In both cases, I fear that the proposal here (include fewer files by default) would make things worse, while only having a small positive effect in most other circumstances.
Tangential to the rest of the thread, but I think that this should be considered poor practice. It has several disadvantages:
- Fails compilation if the file is missing, as you note.
- Requires recompilation whenever the file contents change. (Only relevant when working on that specific test.)
- Passes the entire file contents through rustc and the linker, which is unnecessary effort and puts copies of the file in intermediate artifacts and the binary. (Only relevant if the file is large.)
I expect that the main reasons people use include_bytes! are that it is very convenient: it is concise, available with zero imports, and takes a file-relative path. It's also "more statically checked" in that it is guaranteed not to fail at run time — but that creates a packaging hazard, as you have seen.
I disagree.

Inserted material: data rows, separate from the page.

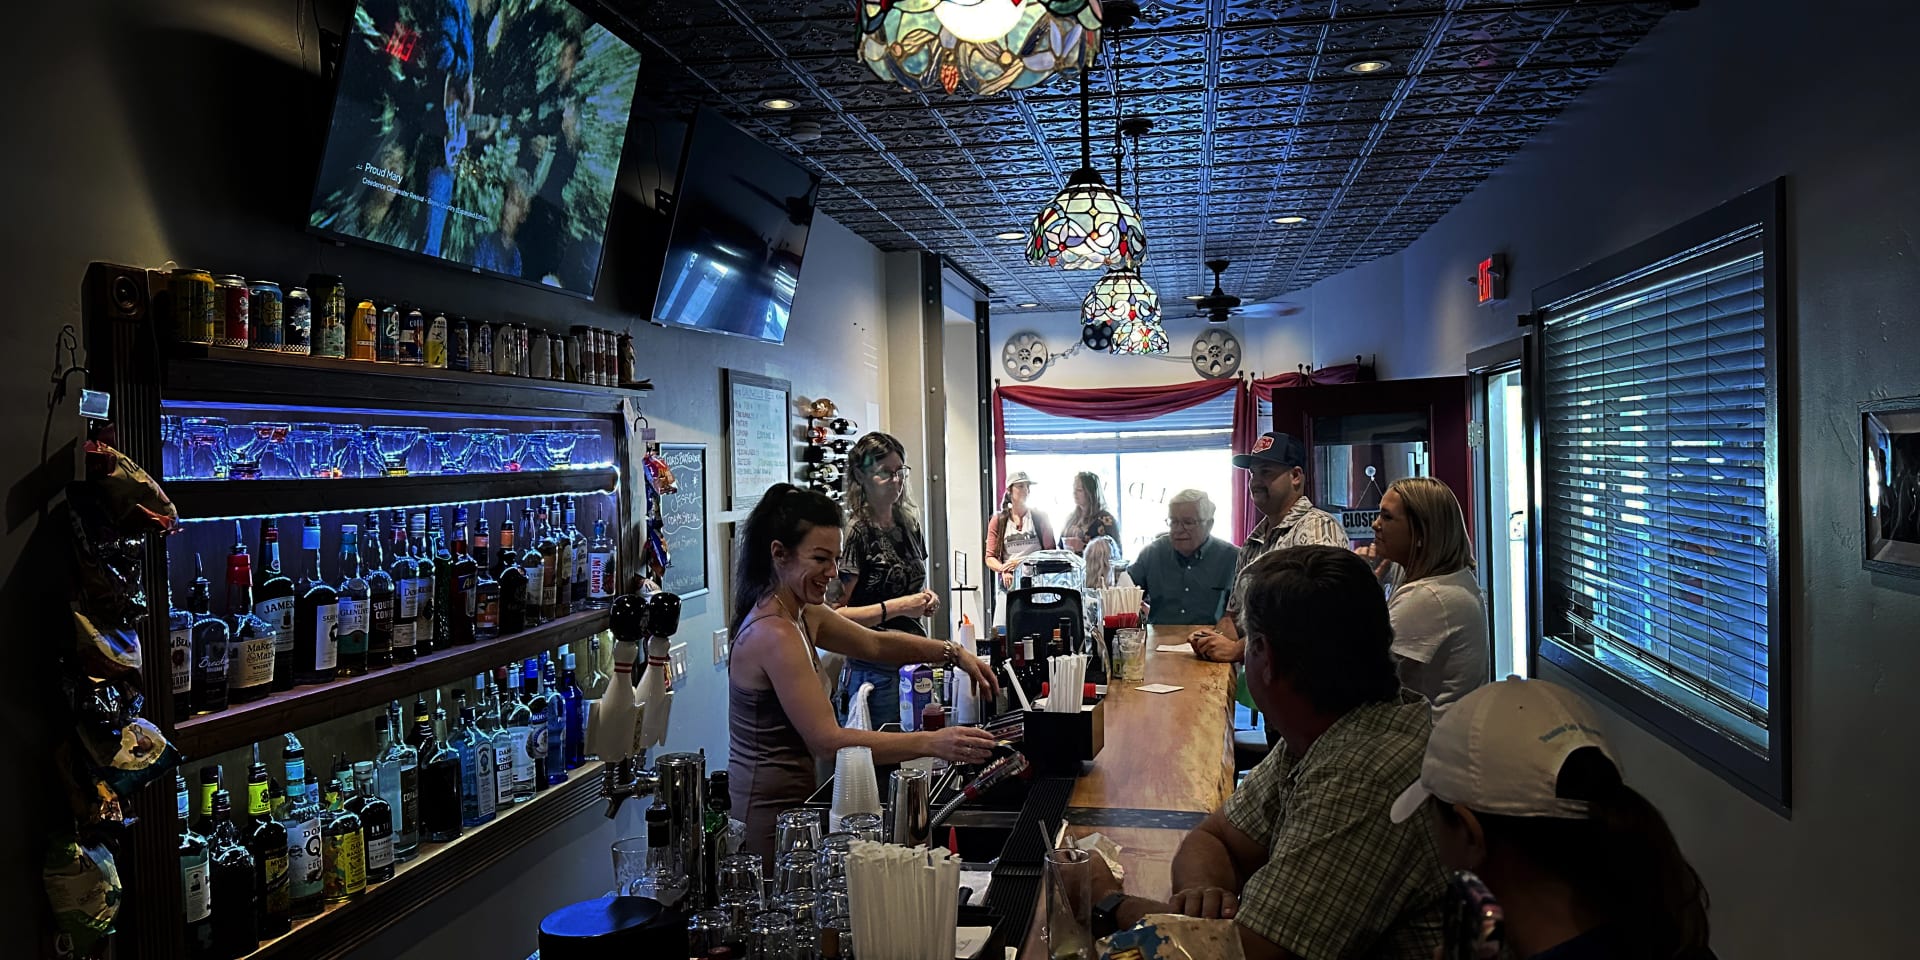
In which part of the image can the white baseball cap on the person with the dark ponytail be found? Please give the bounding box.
[1392,680,1613,824]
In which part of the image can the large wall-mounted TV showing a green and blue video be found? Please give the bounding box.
[307,0,639,298]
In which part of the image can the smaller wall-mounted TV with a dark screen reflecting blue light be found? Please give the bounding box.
[653,109,820,344]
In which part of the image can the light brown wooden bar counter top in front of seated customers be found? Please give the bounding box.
[1020,624,1235,958]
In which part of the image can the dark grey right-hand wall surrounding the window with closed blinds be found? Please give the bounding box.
[1244,0,1920,960]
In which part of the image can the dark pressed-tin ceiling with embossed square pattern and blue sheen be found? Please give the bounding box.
[605,0,1668,313]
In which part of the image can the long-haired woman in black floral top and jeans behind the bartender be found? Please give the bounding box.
[839,432,941,728]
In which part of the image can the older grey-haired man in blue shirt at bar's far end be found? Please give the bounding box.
[1127,490,1238,626]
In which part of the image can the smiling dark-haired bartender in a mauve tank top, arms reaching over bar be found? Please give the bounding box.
[728,484,996,856]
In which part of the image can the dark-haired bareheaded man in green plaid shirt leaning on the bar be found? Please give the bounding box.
[1092,545,1446,960]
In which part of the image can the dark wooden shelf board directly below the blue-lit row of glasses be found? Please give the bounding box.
[165,467,620,520]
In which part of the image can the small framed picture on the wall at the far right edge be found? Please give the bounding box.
[1860,397,1920,578]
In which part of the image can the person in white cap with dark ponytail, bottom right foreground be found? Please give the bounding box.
[1392,680,1713,960]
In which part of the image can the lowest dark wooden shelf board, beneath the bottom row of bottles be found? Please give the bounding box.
[246,760,607,960]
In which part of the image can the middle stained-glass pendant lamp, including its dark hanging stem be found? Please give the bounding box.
[1027,60,1146,271]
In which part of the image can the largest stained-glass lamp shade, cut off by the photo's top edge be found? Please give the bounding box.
[860,0,1100,96]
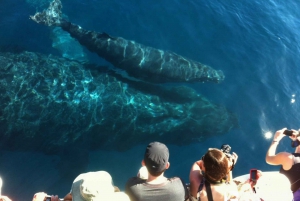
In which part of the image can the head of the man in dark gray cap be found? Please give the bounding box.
[143,142,169,176]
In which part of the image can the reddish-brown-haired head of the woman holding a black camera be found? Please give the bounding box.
[202,149,229,182]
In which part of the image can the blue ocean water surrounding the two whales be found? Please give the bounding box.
[0,0,300,200]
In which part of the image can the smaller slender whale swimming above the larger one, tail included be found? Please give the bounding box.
[30,0,225,83]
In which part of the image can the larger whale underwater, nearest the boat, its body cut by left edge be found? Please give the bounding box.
[0,51,238,154]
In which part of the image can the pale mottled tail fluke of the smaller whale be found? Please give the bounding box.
[30,0,63,26]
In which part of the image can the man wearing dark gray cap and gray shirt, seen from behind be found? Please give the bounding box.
[125,142,189,201]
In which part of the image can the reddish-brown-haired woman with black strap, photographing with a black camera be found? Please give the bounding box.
[189,145,238,201]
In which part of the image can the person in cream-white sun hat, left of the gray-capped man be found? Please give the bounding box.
[71,171,129,201]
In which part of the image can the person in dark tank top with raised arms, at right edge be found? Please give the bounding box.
[266,128,300,201]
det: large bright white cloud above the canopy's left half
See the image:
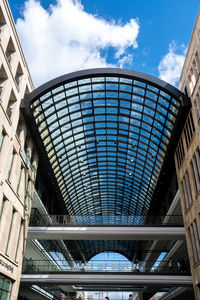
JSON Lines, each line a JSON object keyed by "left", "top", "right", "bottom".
{"left": 16, "top": 0, "right": 139, "bottom": 86}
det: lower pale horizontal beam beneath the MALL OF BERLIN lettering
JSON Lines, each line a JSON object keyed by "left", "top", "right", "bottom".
{"left": 21, "top": 272, "right": 192, "bottom": 287}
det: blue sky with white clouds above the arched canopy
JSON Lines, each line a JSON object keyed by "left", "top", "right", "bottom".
{"left": 9, "top": 0, "right": 200, "bottom": 87}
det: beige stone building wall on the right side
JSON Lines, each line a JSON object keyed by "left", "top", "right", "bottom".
{"left": 175, "top": 7, "right": 200, "bottom": 299}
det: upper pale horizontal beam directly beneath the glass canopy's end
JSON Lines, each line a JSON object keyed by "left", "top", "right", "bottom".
{"left": 28, "top": 226, "right": 185, "bottom": 240}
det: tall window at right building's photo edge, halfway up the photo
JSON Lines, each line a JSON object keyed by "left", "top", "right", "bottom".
{"left": 190, "top": 148, "right": 200, "bottom": 194}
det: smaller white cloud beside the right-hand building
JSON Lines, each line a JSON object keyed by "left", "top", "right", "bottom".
{"left": 158, "top": 41, "right": 187, "bottom": 85}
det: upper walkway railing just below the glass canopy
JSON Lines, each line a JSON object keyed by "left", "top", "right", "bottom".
{"left": 29, "top": 210, "right": 183, "bottom": 226}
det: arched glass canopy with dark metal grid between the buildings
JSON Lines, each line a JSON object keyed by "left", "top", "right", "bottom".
{"left": 21, "top": 69, "right": 190, "bottom": 216}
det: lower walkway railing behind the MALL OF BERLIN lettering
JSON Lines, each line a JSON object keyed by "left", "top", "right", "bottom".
{"left": 22, "top": 259, "right": 189, "bottom": 274}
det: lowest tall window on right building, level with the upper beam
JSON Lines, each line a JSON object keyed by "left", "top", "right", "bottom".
{"left": 188, "top": 220, "right": 200, "bottom": 264}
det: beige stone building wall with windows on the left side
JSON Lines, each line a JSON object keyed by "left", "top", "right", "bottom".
{"left": 0, "top": 0, "right": 37, "bottom": 299}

We use include_bytes! pretty extensively in RustCrypto by encoding KATs into a custom binary format, including the resulting blob, and parsing it at compile time (see the blobby crate).
What do you propose to use instead? Keep thousands of KAT lines as part of source code? Or use file IO to read KATs at runtime? We want to have compact tests, keep the compile time checks (e.g. that the blobs have expected format) and to be able to execute tests on no_std targets (with some minor tweaking).
Now, I agree that excluding only blobs and thus breaking tests is not correct and should be discouraged. For example, in cmac we exclude both "large" blob and module which uses it.
This is a strong reason to use include_bytes!(). But most projects do not support running tests outside the host environment at all. I’m not saying that include_bytes!() should always be avoided; rather, that it has significant disadvantages and should be used thoughtfully rather than for all test data.